Figure 2 Nutraceutical/drug regulation of foam cell cholesterol transport and plaque stability. LXR: Liver X receptors; HO-1: Heme oxygenase-1; NF-kappaB: Nuclear factor-kappaB; ABCA1: Adenosine triphosphate binding cassette transporter A1; ABCG1: Adenosine triphosphate binding cassette transporter G1; SRB-1: Scavenger receptor class B member 1; NADPH oxidase:: Nicotinamide adenine dinucleotide phosphate oxidase:; EGCG: Epigallocatechin gallate; HO-1: Heme oxygenase-1; PhyCB: Phycocyanobilin.

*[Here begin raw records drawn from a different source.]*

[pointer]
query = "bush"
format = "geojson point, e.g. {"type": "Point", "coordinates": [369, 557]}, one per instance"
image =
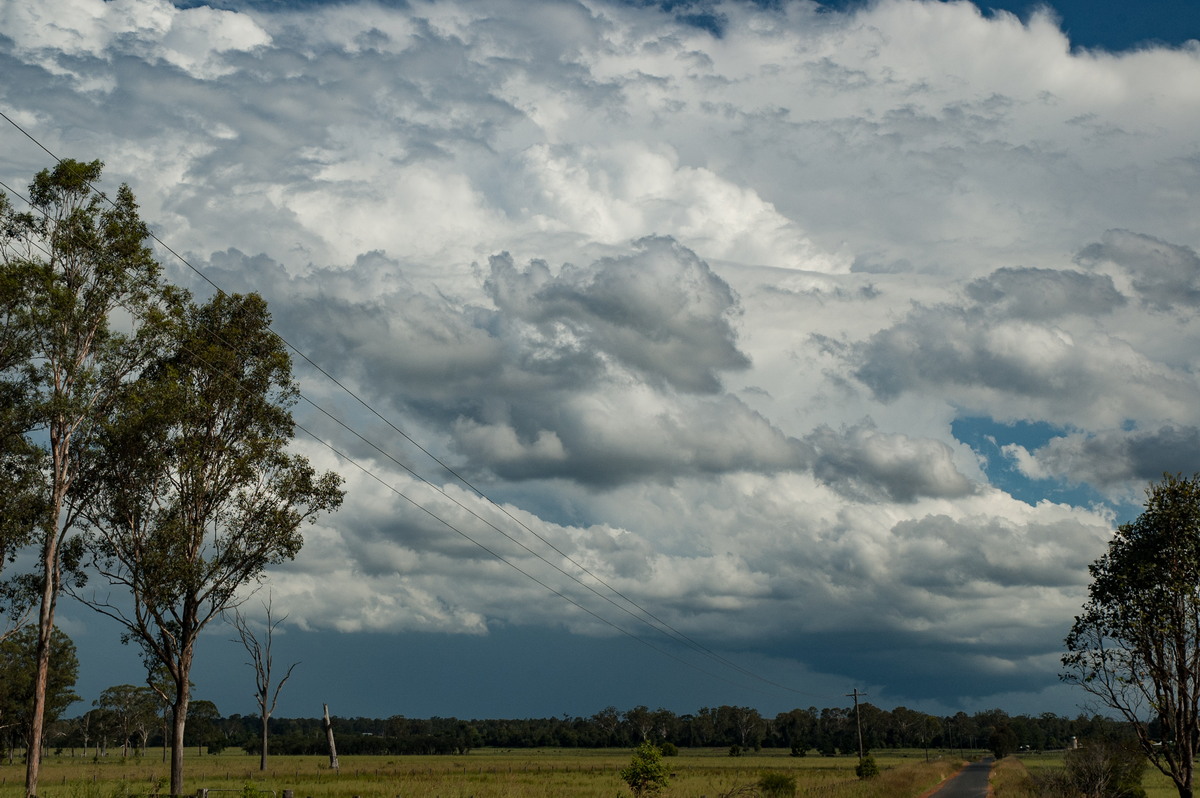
{"type": "Point", "coordinates": [777, 785]}
{"type": "Point", "coordinates": [646, 774]}
{"type": "Point", "coordinates": [867, 768]}
{"type": "Point", "coordinates": [1098, 769]}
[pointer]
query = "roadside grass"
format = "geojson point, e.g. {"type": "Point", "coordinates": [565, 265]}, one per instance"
{"type": "Point", "coordinates": [484, 773]}
{"type": "Point", "coordinates": [1156, 784]}
{"type": "Point", "coordinates": [1011, 779]}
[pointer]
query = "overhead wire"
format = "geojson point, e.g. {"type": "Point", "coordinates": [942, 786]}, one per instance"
{"type": "Point", "coordinates": [647, 618]}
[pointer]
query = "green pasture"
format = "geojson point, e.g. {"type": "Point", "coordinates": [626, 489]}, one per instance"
{"type": "Point", "coordinates": [485, 773]}
{"type": "Point", "coordinates": [1156, 784]}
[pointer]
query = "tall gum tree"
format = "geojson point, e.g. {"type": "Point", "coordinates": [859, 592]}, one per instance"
{"type": "Point", "coordinates": [192, 490]}
{"type": "Point", "coordinates": [1137, 645]}
{"type": "Point", "coordinates": [87, 316]}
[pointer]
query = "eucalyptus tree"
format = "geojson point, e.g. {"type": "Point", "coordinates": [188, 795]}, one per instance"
{"type": "Point", "coordinates": [84, 307]}
{"type": "Point", "coordinates": [18, 676]}
{"type": "Point", "coordinates": [1137, 643]}
{"type": "Point", "coordinates": [193, 490]}
{"type": "Point", "coordinates": [21, 489]}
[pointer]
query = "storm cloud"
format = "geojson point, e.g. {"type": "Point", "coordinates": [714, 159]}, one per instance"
{"type": "Point", "coordinates": [696, 309]}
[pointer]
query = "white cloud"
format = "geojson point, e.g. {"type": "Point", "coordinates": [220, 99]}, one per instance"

In summation-whereas current pharmaceutical strategies for increasing HDL cholesterol appear to have little clinical utility (aside from those which concurrently lower LDL levels), other clinically feasible measures which directly influence intimal macrophages have the potential to promote reverse cholesterol transport, and hence achieve the primary purpose intended for HDL elevation. These measures include administration of phase 2-inducing nutraceuticals (such as lipoic acid, green tea catechins, and cruciferous isothiocyanates), spirulina or PhyCB, salsalate, taurine, and berberine. These effects are mediated primarily by inhibition of NF-kappaB activation or by LXRalpha agonism. Moreover, most of these agents might be expected to impact foam cell function in other complementary ways that would be clinically useful-suppressing macrophage uptake of modified LDL, and inhibiting macrophage production of inflammatory cytokines and matrix metalloproteinases that could destabilize plaque. And most of them, via direct anti-inflammatory effects on vascular endothelium, should also impede foam cell formation by suppressing transendothelial migration of monocytes. These agents evidently merit further evaluation, both in animal models and ultimately clinical trials, as measures for preventing, reversing, and stabilizing arterial plaque. And the fact that most of these agents are nutraceuticals suggests that they might be especially feasible for use in primary prevention.